Blogger Anonymity is Dead in the UK

Frances Gibb writes on the London Times online edition about the British High Court’s decision regarding the NightJack author.

Check out what the High Court said as reported in the article:

"In the first case dealing with the privacy of internet bloggers, the judge ruled that Mr Horton had no “reasonable expectation” to anonymity because “blogging is essentially a public rather than a private activity”.

Coming down in favour of freedom of expression, the judge also said that even if the blogger could have claimed he had a right to anonymity, the judge would have ruled against him on public interest grounds"

This case will send a shockwave through the legal community. What effect will it have on Internet Defamation Law in the United States?

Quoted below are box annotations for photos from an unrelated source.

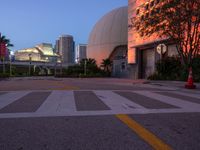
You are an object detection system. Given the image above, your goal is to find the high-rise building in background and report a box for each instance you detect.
[55,35,75,64]
[75,44,87,63]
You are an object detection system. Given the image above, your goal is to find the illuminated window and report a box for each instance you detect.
[156,0,160,4]
[136,8,140,15]
[150,1,154,7]
[145,13,149,19]
[141,15,144,21]
[136,26,140,30]
[150,10,155,16]
[155,8,160,13]
[145,3,149,10]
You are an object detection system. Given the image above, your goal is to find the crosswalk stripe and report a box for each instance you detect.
[0,91,30,109]
[172,91,200,101]
[134,91,200,110]
[93,91,146,110]
[36,91,76,113]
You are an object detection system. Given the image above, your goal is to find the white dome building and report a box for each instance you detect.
[87,6,128,65]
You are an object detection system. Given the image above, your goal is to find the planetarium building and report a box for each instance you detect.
[87,7,128,77]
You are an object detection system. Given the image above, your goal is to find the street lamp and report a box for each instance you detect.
[28,53,32,76]
[9,52,12,76]
[84,59,87,76]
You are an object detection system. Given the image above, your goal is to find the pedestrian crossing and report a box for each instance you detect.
[0,90,200,118]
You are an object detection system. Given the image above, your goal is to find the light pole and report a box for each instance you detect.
[28,53,32,76]
[9,54,12,76]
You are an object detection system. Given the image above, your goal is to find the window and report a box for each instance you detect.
[145,13,149,19]
[141,15,144,21]
[150,1,154,7]
[145,3,149,10]
[155,8,160,14]
[156,0,160,4]
[136,8,140,15]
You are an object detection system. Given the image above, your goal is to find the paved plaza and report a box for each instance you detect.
[0,78,200,150]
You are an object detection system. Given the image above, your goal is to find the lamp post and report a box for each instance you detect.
[28,53,32,76]
[84,59,87,76]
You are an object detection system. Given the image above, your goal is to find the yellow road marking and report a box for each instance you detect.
[116,114,172,150]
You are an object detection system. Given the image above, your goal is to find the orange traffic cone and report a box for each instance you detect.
[185,67,196,89]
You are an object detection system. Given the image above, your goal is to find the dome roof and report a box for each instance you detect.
[87,6,128,64]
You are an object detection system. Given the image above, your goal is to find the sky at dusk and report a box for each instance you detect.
[0,0,128,50]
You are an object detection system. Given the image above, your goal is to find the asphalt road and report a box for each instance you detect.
[0,78,200,150]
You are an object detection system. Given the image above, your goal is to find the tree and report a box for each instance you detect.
[133,0,200,67]
[101,58,112,72]
[0,34,14,73]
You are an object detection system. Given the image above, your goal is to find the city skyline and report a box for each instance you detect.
[0,0,128,50]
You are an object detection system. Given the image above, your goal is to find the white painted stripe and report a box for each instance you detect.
[93,91,146,110]
[172,91,200,101]
[0,108,200,118]
[134,91,200,110]
[36,91,76,113]
[0,91,30,109]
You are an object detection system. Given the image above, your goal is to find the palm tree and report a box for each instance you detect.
[0,35,14,73]
[101,58,112,73]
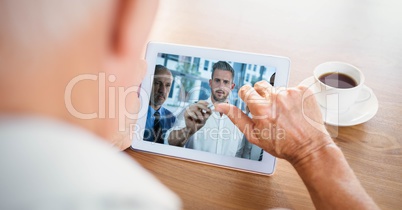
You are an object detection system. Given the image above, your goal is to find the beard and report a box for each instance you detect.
[212,93,228,103]
[152,94,166,106]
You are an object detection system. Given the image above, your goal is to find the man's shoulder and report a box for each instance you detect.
[0,116,180,210]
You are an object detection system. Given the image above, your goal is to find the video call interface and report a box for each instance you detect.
[143,53,276,161]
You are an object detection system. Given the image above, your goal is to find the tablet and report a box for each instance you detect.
[132,42,290,175]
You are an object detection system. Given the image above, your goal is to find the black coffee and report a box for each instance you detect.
[318,72,357,88]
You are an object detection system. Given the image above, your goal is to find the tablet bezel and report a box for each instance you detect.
[131,42,290,175]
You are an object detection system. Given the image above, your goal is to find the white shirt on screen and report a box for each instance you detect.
[165,98,246,157]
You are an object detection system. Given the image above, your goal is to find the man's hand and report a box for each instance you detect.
[184,101,212,135]
[215,81,333,164]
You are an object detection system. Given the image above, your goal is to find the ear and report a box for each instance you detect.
[105,0,158,85]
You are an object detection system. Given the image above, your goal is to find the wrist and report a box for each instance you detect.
[291,142,346,175]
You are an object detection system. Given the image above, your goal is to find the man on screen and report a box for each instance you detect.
[166,61,245,157]
[144,65,176,144]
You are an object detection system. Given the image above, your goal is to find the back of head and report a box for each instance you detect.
[0,0,157,149]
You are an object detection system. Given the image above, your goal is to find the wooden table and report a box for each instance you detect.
[126,0,402,209]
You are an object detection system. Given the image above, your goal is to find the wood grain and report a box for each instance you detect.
[126,0,402,209]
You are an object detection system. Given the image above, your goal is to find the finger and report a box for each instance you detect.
[215,103,254,138]
[194,110,204,121]
[254,80,272,99]
[192,101,208,111]
[239,85,266,104]
[186,109,197,120]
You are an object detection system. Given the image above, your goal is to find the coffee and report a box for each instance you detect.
[318,72,357,88]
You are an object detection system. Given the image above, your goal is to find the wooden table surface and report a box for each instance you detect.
[126,0,402,209]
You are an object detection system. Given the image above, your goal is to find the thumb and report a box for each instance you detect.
[215,103,254,137]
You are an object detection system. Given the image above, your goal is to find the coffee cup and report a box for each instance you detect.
[314,62,370,112]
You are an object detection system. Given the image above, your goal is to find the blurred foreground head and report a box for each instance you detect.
[0,0,157,149]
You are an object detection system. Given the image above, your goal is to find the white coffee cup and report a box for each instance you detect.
[314,62,370,112]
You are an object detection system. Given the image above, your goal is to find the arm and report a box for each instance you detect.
[215,81,378,209]
[293,144,378,209]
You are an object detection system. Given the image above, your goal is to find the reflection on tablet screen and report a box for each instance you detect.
[143,53,276,161]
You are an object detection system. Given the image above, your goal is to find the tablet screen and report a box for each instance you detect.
[130,43,290,175]
[143,53,276,161]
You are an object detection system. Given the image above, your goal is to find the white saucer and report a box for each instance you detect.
[299,77,378,126]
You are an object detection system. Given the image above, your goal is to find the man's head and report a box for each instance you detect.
[150,65,173,110]
[0,0,157,149]
[209,61,235,103]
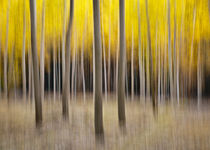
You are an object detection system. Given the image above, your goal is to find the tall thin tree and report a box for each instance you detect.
[145,0,157,114]
[4,0,10,98]
[117,0,126,126]
[22,1,26,100]
[168,0,174,99]
[40,0,45,100]
[61,0,66,88]
[93,0,104,135]
[62,0,74,119]
[30,0,42,126]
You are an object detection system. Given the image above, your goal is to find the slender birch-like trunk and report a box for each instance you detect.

So far, American legislators have done everything possible to protect freedom of speech; and really, to do the EXACT opposite of everything the UK has been doing in terms of online defamation law.

This is HUGE.

Thanks to @Vbalasubramani for giving me the heads-up on this!

 

Comments

  1. says

    If anything, one would think that the fact it’s a public activity would make it more deserving of anonymity-protection. When talking about important issues in need of change, public scorn might more weightily be applied to dissenting voices.

  2. says

    I have to admit I am still on the fence. I think blogger’s should be anonymous to a degree. However when they start blogging / talking about things on the wrong side of the law the bloggers information should be easily tracable.
    I don’t know, hence why im still on the fence!